The Competition and Markets Authority (CMA) has been investigating the Facebook-owned app over concerns that too many social media influencers are promoting businesses or services without making clear that these posts are incentivised.
Instagram has previously been accused of not doing enough to clamp down on influencers who fail to properly declare paid-for endorsements and the wider issue of hidden advertising, which is illegal under consumer protection law in the UK.
As part of the new commitments, Instagram has agreed to introduce a new prompt which will appear before users post, asking them to confirm if they have been incentivised in any way to promote a product or service and require them to disclose that fact clearly.
The “paid partnership” label will also be extended to all users, enabling people to clearly flag when they have been paid in some form to promote a product on the platform.
The CMA said Instagram has also agreed that it will start to use its technology and algorithms to detect posts where advertising might not have been properly or clearly declared, and report those users to the businesses being promoted.
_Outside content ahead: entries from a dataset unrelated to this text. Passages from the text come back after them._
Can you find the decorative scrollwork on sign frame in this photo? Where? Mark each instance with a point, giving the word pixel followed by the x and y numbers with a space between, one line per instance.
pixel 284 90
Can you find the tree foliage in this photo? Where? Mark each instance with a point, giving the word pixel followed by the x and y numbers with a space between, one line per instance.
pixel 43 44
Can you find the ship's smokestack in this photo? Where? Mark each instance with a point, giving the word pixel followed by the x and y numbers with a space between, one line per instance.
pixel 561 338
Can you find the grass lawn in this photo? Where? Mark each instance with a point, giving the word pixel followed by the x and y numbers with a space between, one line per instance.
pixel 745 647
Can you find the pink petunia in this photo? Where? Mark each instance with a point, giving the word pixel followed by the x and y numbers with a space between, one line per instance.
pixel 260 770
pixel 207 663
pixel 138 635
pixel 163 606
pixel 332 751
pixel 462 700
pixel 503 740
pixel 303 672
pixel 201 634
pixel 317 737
In addition, Instagram’s commitments will see the social media giant create a tool which will allow businesses to monitor how their products are being promoted.
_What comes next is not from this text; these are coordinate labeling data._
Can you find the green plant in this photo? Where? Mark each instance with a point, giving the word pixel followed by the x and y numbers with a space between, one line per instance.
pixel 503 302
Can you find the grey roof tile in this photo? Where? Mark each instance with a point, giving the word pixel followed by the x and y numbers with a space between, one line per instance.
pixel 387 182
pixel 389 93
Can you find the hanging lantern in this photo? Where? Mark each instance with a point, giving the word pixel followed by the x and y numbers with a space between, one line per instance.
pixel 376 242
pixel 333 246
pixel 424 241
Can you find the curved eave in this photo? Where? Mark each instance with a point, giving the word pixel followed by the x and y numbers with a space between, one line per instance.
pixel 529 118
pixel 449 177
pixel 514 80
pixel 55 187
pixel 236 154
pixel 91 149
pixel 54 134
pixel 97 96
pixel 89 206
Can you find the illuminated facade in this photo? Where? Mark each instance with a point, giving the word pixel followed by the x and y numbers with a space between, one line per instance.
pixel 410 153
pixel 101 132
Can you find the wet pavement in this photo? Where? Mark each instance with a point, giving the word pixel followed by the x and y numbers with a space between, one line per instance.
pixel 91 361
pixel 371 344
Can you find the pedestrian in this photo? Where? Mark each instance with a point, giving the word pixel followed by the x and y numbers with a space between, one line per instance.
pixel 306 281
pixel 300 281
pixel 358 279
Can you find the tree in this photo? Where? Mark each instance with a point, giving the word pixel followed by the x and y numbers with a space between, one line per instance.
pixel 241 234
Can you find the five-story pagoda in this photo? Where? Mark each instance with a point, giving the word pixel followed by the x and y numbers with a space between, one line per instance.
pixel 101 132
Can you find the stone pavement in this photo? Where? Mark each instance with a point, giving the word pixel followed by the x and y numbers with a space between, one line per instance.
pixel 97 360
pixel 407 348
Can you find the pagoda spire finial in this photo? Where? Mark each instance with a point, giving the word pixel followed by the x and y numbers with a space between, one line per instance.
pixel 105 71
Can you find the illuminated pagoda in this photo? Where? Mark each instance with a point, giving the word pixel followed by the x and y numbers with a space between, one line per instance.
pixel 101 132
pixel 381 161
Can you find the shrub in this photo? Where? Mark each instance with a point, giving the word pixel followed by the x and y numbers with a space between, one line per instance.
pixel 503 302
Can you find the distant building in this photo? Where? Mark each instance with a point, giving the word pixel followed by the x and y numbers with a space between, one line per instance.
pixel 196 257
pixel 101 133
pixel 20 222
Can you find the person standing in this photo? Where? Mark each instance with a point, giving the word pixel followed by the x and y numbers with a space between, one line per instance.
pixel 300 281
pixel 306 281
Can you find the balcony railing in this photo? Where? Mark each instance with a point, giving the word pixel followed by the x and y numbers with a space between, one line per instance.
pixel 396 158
The CMA said it expects businesses to do their part to comply with consumer protection law and take action where appropriate, including asking Instagram to remove posts if necessary.
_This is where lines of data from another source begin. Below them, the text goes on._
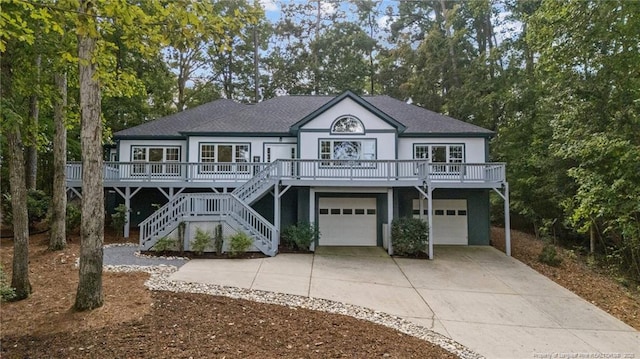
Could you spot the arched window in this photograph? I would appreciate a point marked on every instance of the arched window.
(347, 124)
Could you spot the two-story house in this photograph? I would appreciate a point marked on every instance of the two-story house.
(347, 163)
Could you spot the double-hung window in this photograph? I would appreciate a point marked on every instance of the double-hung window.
(444, 158)
(224, 158)
(155, 160)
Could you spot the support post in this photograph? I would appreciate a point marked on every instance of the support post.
(389, 219)
(312, 213)
(507, 221)
(430, 218)
(276, 210)
(127, 214)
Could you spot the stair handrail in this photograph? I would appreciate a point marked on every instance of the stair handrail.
(268, 174)
(168, 213)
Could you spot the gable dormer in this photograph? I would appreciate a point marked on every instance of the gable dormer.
(347, 128)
CMA chief executive Andrea Coscelli said: “For too long, major platforms have shied away from taking responsibility for hidden advertising on their site.
“So this commitment to tackle hidden adverts and overhaul the way people post on Instagram – making it difficult for users to ignore the law – is a welcome step forward.
“These changes mean there will be no excuse for businesses to overlook how their brands are being advertised either – making life a lot harder for those who are not upfront and honest with their followers.”
In response, a Facebook company spokesman said: “We’re pleased to be working with the CMA on our continued efforts to help people be transparent about when they are paid to post content on Instagram.
“We are also proud to be launching a programme with MediaSmart, to help educate young people about branded content and how to identify it.”